Monday, March 10, 2014

Why, why, why so much YA?

Recently agents and editors tweeted their “wish lists” of projects they’d like to read. Using the hashtag #MSWL, many of them tweeted that they’d like to see YA. YA romance. YA horror. YA fantasy. YA sci-fi. Why, why, why so much YA?

YA is the hottest selling age group right now, and it’s not that teenagers are gobbling up books like PacMan gobbled pellets. Most teenagers, when not drowning in schoolwork, spend their free time on SnapChat or texting each other. No, the fact of the matter is that eighty percent of YA readers are over 18, with the largest segment being adults aged 30-44.


Honestly, I just don’t get it. I read books about high schoolers when I was in grade school. By the time I was in middle school, I was completely obsessed with Stephen King and other horror writers. While I watch a few TV shows starring snarky teenage females trying to save the world or at least their small corner of it, I read books about adults doing adult things. That’s because I’m an adult. Crises over first loves or best friends who turn into enemies don’t do it for me. The whole post-apocalyptic “only this teenage girl can save the world” thing – well, Stephen King did it really well in “The Stand,” and other versions just seem silly and and overdeveloped to me.

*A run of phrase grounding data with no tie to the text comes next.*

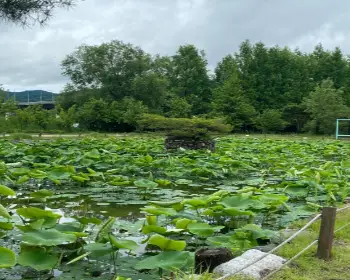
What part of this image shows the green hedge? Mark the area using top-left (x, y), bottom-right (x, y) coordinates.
top-left (137, 114), bottom-right (232, 138)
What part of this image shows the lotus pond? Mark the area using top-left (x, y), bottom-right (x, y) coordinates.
top-left (0, 136), bottom-right (349, 279)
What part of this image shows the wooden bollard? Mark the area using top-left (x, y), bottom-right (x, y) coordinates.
top-left (317, 207), bottom-right (337, 261)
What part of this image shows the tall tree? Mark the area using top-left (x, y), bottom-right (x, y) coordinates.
top-left (61, 40), bottom-right (152, 100)
top-left (215, 55), bottom-right (237, 86)
top-left (304, 79), bottom-right (350, 134)
top-left (171, 44), bottom-right (212, 115)
top-left (213, 69), bottom-right (256, 131)
top-left (0, 0), bottom-right (78, 25)
top-left (131, 72), bottom-right (168, 112)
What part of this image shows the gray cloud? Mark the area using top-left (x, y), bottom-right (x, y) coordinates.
top-left (1, 0), bottom-right (350, 92)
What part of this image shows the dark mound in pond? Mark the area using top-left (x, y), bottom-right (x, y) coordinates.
top-left (165, 137), bottom-right (215, 151)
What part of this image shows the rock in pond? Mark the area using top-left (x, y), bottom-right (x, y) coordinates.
top-left (213, 249), bottom-right (286, 279)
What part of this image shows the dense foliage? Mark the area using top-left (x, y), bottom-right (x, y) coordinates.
top-left (52, 40), bottom-right (350, 135)
top-left (3, 40), bottom-right (350, 135)
top-left (0, 0), bottom-right (78, 25)
top-left (0, 136), bottom-right (349, 278)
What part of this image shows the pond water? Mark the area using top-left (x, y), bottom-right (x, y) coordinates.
top-left (1, 136), bottom-right (349, 279)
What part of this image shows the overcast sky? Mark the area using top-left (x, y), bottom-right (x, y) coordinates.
top-left (1, 0), bottom-right (350, 93)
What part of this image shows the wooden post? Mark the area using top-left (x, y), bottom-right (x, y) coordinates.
top-left (317, 207), bottom-right (337, 260)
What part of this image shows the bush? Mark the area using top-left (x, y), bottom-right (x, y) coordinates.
top-left (137, 114), bottom-right (231, 133)
top-left (167, 128), bottom-right (212, 141)
top-left (137, 114), bottom-right (231, 141)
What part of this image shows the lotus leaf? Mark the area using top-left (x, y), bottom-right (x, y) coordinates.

I would be content to accept this as just a matter of personal preference and skip over the various YA new releases in order to find new books on contemporary women’s fiction and horror, but the reading habits of American adults affect what publishers decide to print. So if few people are reading funny women’s fiction, publishers don’t want more books in that genre, and if you’re a reader who enjoys it or a writer who writes it, too bad. Go read about that teenage girl instead.

I don’t want to write YA, but when I look at agents’ wish lists and everyone is clamoring for it, I feel like I’m setting myself up for rejection by not writing what’s selling. (Yes, I know they tell you to write what you love, but that’s before you’ve actually written. Once you’ve written the story you’ve been dying to tell, they say, this is wonderful, but no one’s going to buy it.)

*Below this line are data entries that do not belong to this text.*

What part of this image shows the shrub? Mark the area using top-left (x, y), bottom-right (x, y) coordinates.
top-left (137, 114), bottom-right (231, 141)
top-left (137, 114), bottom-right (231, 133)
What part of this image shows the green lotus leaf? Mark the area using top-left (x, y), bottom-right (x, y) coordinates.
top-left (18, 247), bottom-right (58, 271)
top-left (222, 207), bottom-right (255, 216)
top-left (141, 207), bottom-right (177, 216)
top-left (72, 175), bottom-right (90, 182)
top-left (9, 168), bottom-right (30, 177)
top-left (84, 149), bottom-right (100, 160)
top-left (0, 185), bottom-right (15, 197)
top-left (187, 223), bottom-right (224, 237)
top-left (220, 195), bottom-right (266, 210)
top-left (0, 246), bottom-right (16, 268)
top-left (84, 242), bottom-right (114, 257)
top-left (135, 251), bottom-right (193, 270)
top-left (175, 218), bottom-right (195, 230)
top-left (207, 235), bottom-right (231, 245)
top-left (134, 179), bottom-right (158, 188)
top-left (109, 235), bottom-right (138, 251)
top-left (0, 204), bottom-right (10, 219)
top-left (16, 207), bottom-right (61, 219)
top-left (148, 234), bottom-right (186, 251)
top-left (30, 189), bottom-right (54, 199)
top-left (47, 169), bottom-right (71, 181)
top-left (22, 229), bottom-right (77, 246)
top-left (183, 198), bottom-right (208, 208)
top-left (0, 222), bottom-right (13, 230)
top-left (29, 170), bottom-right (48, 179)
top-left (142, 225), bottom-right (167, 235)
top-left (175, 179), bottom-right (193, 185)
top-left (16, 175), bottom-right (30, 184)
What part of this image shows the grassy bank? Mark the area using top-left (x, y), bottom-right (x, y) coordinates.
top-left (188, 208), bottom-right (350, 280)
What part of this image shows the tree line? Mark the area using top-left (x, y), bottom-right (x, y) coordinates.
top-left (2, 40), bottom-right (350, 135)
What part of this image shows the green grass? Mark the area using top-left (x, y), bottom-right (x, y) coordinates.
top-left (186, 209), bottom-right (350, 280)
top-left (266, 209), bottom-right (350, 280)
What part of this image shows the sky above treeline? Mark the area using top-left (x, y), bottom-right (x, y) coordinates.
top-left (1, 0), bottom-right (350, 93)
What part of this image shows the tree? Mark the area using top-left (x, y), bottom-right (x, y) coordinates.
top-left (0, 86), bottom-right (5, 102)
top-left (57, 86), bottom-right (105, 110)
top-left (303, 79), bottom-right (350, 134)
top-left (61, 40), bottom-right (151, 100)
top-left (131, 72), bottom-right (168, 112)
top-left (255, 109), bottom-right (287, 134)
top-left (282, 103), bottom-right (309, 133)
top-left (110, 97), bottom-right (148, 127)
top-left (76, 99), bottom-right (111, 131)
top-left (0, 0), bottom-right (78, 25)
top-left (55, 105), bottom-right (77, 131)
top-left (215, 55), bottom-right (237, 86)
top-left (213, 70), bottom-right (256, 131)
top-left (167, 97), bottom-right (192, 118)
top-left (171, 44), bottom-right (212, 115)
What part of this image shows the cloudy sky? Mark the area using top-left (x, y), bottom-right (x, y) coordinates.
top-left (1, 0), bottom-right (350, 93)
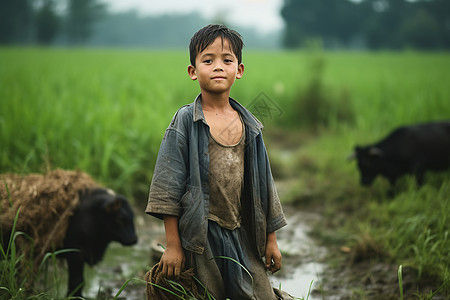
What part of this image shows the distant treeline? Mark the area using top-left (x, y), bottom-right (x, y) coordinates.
top-left (0, 0), bottom-right (280, 49)
top-left (0, 0), bottom-right (105, 45)
top-left (282, 0), bottom-right (450, 50)
top-left (88, 11), bottom-right (281, 49)
top-left (1, 0), bottom-right (449, 50)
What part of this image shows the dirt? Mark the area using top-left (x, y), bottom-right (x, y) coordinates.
top-left (269, 207), bottom-right (326, 299)
top-left (314, 256), bottom-right (446, 300)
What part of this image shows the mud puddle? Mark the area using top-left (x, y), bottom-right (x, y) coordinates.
top-left (269, 208), bottom-right (327, 299)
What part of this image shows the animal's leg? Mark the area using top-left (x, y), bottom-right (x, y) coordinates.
top-left (66, 251), bottom-right (85, 297)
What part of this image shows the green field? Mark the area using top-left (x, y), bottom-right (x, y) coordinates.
top-left (1, 48), bottom-right (449, 195)
top-left (1, 48), bottom-right (449, 298)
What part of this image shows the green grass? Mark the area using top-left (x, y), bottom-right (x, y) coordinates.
top-left (1, 47), bottom-right (449, 298)
top-left (0, 209), bottom-right (78, 299)
top-left (1, 48), bottom-right (449, 197)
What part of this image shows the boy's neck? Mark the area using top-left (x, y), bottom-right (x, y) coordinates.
top-left (201, 91), bottom-right (232, 112)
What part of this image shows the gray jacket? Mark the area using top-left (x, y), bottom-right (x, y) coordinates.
top-left (145, 94), bottom-right (287, 258)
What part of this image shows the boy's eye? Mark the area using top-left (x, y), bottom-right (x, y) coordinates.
top-left (203, 59), bottom-right (212, 64)
top-left (224, 59), bottom-right (233, 63)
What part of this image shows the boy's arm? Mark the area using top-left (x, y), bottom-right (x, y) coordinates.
top-left (159, 215), bottom-right (185, 278)
top-left (265, 231), bottom-right (282, 274)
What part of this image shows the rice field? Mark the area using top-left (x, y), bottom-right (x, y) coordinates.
top-left (1, 48), bottom-right (449, 195)
top-left (1, 47), bottom-right (449, 298)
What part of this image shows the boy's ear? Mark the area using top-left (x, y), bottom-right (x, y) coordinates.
top-left (187, 65), bottom-right (197, 80)
top-left (236, 63), bottom-right (244, 79)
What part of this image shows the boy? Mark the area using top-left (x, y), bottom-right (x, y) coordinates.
top-left (146, 24), bottom-right (288, 299)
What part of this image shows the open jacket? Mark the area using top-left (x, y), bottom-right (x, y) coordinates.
top-left (145, 94), bottom-right (287, 258)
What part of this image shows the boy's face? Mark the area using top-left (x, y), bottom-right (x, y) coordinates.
top-left (188, 37), bottom-right (244, 96)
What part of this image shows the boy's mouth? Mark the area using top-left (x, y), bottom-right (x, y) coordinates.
top-left (212, 76), bottom-right (226, 80)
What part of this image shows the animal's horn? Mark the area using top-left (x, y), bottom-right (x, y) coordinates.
top-left (105, 197), bottom-right (122, 212)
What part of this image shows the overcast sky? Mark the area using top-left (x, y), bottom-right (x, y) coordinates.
top-left (107, 0), bottom-right (285, 34)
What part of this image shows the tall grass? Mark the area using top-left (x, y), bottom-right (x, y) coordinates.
top-left (1, 48), bottom-right (201, 199)
top-left (1, 48), bottom-right (449, 199)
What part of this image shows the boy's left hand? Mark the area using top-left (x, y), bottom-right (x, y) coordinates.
top-left (265, 231), bottom-right (282, 274)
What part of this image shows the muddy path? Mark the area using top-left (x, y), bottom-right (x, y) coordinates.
top-left (269, 203), bottom-right (327, 299)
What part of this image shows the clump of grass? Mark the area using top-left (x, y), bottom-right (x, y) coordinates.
top-left (376, 181), bottom-right (450, 286)
top-left (0, 209), bottom-right (80, 299)
top-left (1, 209), bottom-right (29, 299)
top-left (293, 55), bottom-right (355, 131)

So please America … put down the latest Vampire Academy or Pretty Little Liars book. Turn away from the teenage girl who thinks she’s an alien. Yes, I know these books are shorter and provide an escape for a couple of hours. But you are killing the entire adult contemporary genre! You, yes, you! You don’t have to read “The Goldfinch” or the latest biography of some World War II general. But please…. You’re a grown-up now. You have grown-up problems and grown-up reactions. You have nothing in common with that teenage girl lusting after the motorcycle boy.

Pick up the latest Jennifer Weiner and help writers of funny women’s fiction get traditionally published.